Advertainment and Recommentisements: The Future of Advertising

Tag: advertisingJohn Wesley @ 1:38 pm

I’ve recently read some fascinating stuff about the future of the ad industry. If you have an interest in the future of ads or media, this post in a must read. The money quote [excerpted from The Coming Ad Revolution]:

Each user determines who will get into his own garden, whether friends or vendors. Look at Dopplr (where I plan to become an investor), a site for travelers. I list my trips, and see how they intersect with my friends’ itineraries. “Oh, we’ll both be in London April 4? Let’s get together!” Or, “Juan and Alice will be in town next Tuesday. Let’s hold a dinner!” You can imagine or visit equivalent approaches for books (a hypothetical Amazon 2.0, new and more personalized), clothes (Glam.com and Stardoll.com), and even money management.
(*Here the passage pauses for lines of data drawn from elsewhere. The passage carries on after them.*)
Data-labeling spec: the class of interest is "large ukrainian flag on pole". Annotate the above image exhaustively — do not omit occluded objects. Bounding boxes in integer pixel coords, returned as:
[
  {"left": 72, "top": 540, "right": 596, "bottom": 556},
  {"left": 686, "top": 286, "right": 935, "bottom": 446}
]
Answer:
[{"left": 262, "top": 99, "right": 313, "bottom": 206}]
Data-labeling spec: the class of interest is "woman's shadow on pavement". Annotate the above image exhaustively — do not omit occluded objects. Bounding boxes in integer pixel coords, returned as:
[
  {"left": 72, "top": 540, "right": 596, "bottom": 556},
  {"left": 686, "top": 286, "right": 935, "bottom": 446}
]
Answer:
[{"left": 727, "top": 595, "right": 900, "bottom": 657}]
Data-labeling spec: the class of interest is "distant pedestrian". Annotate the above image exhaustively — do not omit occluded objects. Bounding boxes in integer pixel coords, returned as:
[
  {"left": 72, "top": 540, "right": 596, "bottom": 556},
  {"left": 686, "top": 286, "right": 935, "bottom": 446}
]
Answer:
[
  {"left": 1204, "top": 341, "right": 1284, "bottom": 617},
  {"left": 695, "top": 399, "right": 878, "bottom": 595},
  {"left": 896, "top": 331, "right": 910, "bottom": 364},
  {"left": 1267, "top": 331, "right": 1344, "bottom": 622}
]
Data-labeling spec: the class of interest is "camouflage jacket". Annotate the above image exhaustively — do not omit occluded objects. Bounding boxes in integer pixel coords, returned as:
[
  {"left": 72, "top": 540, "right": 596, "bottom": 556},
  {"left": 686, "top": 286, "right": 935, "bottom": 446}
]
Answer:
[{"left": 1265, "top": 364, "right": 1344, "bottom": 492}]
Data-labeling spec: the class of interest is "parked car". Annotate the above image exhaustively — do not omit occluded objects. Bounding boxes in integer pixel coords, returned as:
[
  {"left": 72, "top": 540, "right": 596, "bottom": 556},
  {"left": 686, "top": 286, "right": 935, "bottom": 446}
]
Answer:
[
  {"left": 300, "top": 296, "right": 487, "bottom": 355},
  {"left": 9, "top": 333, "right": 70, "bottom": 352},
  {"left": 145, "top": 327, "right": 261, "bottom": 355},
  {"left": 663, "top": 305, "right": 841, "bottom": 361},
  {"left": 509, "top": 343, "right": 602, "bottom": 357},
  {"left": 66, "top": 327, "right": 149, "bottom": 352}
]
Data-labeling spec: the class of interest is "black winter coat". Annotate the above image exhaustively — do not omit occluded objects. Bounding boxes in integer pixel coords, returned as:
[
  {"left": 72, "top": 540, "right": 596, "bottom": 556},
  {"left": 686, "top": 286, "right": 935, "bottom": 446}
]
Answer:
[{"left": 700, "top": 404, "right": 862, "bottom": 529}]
So what’s the business model? I’ll “friend” British Airways, which will say, “We see you’re going to Moscow next month. Why not fly through London and we’ll give you 10,000 extra miles?” I’m no longer in a bucket of frequent travelers, my privacy protected. I’m an individual with specific travel plans, which I intentionally make visible to preferred vendors. British Airways, of course, will pay Dopplr a handsome sponsorship fee to be eligible to be my “friend” (just as a Nike rep might pay to sponsor a basketball game and be part of the community). Someday NetJets may show up, offering to ferry me and my friends to a conference we’ll be attending together.

I’m far more likely to respond to BA or NetJets within a trusted site, and for a specific offer, than I am to heed their ad while reading a newspaper article on the troubles in Russia. (As for Orbitz, my old standby: After five years, it still doesn’t acknowledge my preferred airlines.)

The new model creates a more trusted environment for reaching high-value, frequent purchasers, whether of airline tickets, electronics, clothes or other items. Where does that leave the less-frequent purchasers? Probably looking to their friends rather than to advertising for advice. I’m an expert on travel; my friends may look to me for hotel choices. When I’m in the mood to buy a book or a new computer, I’ll check out what my friends on Facebook are doing.

This got me thinking and generated a fantastic startup idea that I’m surprised has not been done yet (if you are a VC contact me :)). The concept of marketing through interests and social ties is so intuitive that it should be farther along. The interesting part will be to see how the generic social nets (Facebook, MySpace, etc.) are able to monetize the phenomenon. My guess is apps created by the niche networks layered on top.

The example cites a network focused around travel, but if you think about for a few minutes it’s easy to spin off a number of areas where communities like this would be extremely useful for users as well as marketers.

This is all well and good for web media, but what about the traditional channels, specifically television? The ad game is changing there to, especially with the prominence of Tivo and DVR. Not surprisingly, users want free (ad supported) content and the ability to fast forward through those very advertisements.

So what gives? How do marketers hold users’ attention as TV becomes a more personalized and user-controlled environment?

The answer is Advertainment. Ads that are made to look and feel like content and are hooked onto the beginning, end, or directly within content so that users experience them as programming rather than ads. If you pay attention you can see this happening already.

And I don’t think it’s a bad thing. People like to buy things and they like to learn and talk about the cool things that they buy. So if your company makes a fun and interesting product you will be in great shape. If not, you’ll need to get creative and build entertainment around your product.